Making decisions in psychological practice

When we make decisions in the real world, we are faced with limitations to the information, cognitive resources, and time at our disposal. This is called 'bounded rationality', and as psychologists, we have to find a way to deal with those limitations when we make decisions about clients or patients. At the same time, professional standards require psychologists to take an evidence-based approach: the accuracy of assessments and efficacy of treatments provided should be supported by empirical research. Perhaps even more importantly, reviews and meta-analyses on the accuracy of clinical judgment ('clinical prediction') and empirically derived formulas ('statistical prediction') have shown the latter to be more accurate than the former. So ideally, for psychologists working in practice, empirical studies should supply them with statistical prediction rules that can be easily evaluated.

Popular statistical models in psychological research

However, in most empirical studies in psychology, data are analyzed using generalized linear models, or GLMs. With these models, we can predict the value of a variable by adding up the contributions of other predictor variables (often called 'risk' or 'protective' factors). GLMs are powerful models, as they are conceptually simple and have desirable properties in terms of stability and accuracy; this may explain their popularity among social scientists.
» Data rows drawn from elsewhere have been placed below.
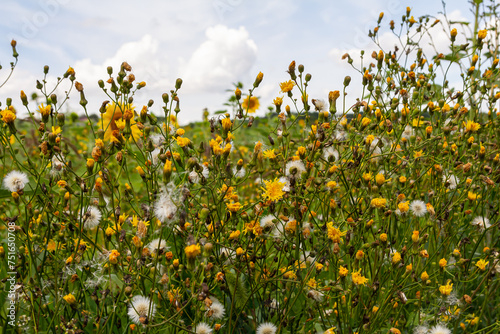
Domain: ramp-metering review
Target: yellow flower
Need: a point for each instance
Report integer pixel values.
(250, 103)
(446, 289)
(269, 154)
(365, 121)
(8, 116)
(182, 141)
(334, 233)
(471, 126)
(481, 264)
(287, 86)
(472, 196)
(113, 256)
(233, 207)
(380, 179)
(396, 257)
(343, 271)
(192, 251)
(358, 279)
(44, 110)
(274, 190)
(113, 120)
(404, 206)
(70, 299)
(378, 202)
(481, 34)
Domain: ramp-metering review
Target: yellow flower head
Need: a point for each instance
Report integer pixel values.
(334, 234)
(358, 279)
(192, 251)
(114, 120)
(250, 103)
(287, 86)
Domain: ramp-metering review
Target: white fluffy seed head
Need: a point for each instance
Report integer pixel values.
(418, 208)
(91, 217)
(15, 181)
(266, 328)
(141, 306)
(203, 328)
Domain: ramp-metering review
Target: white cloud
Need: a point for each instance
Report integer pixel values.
(225, 56)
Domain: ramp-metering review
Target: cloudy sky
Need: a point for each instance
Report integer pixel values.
(210, 44)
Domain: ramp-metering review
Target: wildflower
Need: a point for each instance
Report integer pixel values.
(91, 218)
(471, 126)
(114, 120)
(403, 207)
(250, 103)
(141, 309)
(157, 245)
(334, 233)
(15, 181)
(439, 329)
(481, 264)
(274, 190)
(234, 207)
(216, 310)
(8, 116)
(418, 208)
(113, 256)
(446, 289)
(380, 179)
(192, 251)
(266, 328)
(359, 255)
(287, 86)
(358, 279)
(451, 180)
(481, 34)
(294, 167)
(378, 203)
(472, 196)
(183, 141)
(330, 330)
(44, 110)
(396, 257)
(269, 154)
(330, 154)
(203, 328)
(70, 299)
(164, 208)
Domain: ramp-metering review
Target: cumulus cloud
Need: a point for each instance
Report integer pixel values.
(224, 57)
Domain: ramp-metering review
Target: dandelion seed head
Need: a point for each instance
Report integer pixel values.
(141, 306)
(164, 207)
(439, 329)
(330, 154)
(203, 328)
(218, 310)
(481, 222)
(295, 165)
(418, 208)
(15, 181)
(266, 328)
(91, 218)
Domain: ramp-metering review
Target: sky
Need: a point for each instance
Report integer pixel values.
(210, 44)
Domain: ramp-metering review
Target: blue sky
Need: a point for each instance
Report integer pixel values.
(210, 44)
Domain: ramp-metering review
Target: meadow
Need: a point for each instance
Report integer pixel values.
(321, 217)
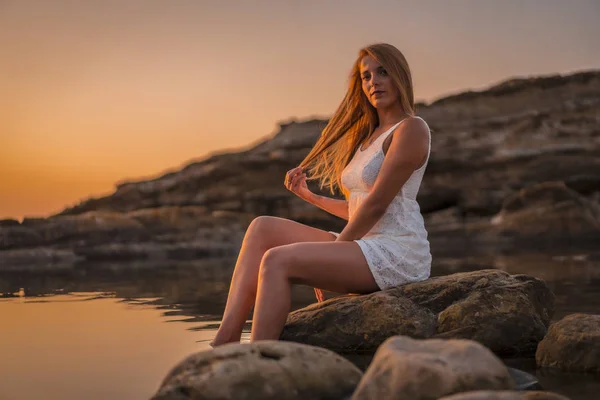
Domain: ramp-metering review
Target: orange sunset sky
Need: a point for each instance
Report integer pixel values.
(93, 92)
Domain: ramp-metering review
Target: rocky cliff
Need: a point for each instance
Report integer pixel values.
(518, 162)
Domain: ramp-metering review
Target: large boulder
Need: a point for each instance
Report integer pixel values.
(509, 314)
(261, 370)
(405, 368)
(573, 344)
(359, 323)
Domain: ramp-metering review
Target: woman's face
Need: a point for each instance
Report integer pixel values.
(377, 85)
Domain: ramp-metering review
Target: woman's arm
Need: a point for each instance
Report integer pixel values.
(295, 181)
(336, 207)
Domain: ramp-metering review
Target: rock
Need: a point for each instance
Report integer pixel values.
(404, 368)
(504, 395)
(19, 236)
(509, 314)
(351, 324)
(550, 208)
(9, 222)
(261, 370)
(572, 344)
As an example of a GLM, let’s take an analysis performed in a paper by Penninx and colleagues, who studied factors that predict whether patients who currently have an anxiety or depressive disorder will still have such a disorder after two years. The researchers found seven variables or factors that predicted the presence of a disorder; these are shown in the table below.

This model offers us some important insights into risk and protective factors for developing a chronic depression or anxiety disorder. However, if we want to use the model to assess a new patient’s risk of developing a chronic disorder, we have to assess the value of all seven variables and calculate a weighted sum of their values. This may require too much time and resources, especially for a psychologist working in clinical practice, where both these commodities are scarce.
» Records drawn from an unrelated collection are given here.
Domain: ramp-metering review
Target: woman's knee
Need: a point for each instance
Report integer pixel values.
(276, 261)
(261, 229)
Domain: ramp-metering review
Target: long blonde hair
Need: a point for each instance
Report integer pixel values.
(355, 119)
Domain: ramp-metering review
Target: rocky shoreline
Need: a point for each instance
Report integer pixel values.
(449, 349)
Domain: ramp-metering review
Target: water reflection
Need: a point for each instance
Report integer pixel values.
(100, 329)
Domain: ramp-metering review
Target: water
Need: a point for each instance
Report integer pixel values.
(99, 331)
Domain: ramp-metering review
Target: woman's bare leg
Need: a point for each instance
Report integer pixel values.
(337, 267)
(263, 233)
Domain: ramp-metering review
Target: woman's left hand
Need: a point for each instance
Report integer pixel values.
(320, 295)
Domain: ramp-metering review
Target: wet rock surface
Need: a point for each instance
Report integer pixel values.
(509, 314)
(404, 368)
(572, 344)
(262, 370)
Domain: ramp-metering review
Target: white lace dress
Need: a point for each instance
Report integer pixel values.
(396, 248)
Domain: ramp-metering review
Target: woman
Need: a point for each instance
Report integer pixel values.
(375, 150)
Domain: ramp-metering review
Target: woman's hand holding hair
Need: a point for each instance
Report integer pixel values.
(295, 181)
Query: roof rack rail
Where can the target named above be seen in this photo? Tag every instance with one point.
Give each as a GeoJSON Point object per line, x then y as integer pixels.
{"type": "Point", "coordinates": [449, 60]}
Fast and frugal decision-making

Researchers like Gigerenzer and Katsikopoulis have therefore suggested using so-called 'fast and frugal trees' for statistical prediction in clinical practice. A fast and frugal tree is a very simple decision tree, consisting of only one branch. At every level of the tree, the value of only one variable is assessed; on the basis of that value, either the tree is exited and a final decision made, or the value of the next variable in the tree is assessed. An example of such a tree is shown below. It can be used by doctors for deciding whether to prescribe the antibiotic macrolides to children with an infection.

These fast and frugal trees seem very helpful for performing statistical predictions when time, information, and resources are limited. However, the trees have to be derived in such a way that they provide accurate decisions, and that the variables are assessed in the most efficient way.

New tools for prediction

This is where rule-based methods may come in handy. Rule-based methods are a relatively new data-analytic tool developed in the field of statistics and data mining. Friedman and Popescu have developed one of the most promising rule-based methods: the RuleFit algorithm. This algorithm derives a so-called prediction rule ensemble, using exactly the same data as are used to fit GLMs. However, the prediction rules in the ensemble can be represented as fast and frugal trees, which may be easier to use in practice than GLMs.

In a paper we published this year, we showed an example of a prediction rule ensemble for predicting the presence of a depressive or anxiety disorder, by applying the RuleFit algorithm to the same data as the original study by Penninx and colleagues. We found a prediction rule ensemble of two simple rules, providing decisions whose accuracy was comparable to that of the original GLM. Below, the two rules in the ensemble are depicted as fast and frugal trees. On average, evaluation of the rules in the ensemble required assessing the value of only three variables, whereas using the GLM for prediction would require assessing the value of seven variables in the table above.

Therefore, we concluded that rule-based methods, and the RuleFit algorithm in particular, are promising methods for creating decision-making tools that are simple and easy to use in psychological practice. In future research, we will work on further improving the applicability, accuracy, and ease of use of rule-based methods.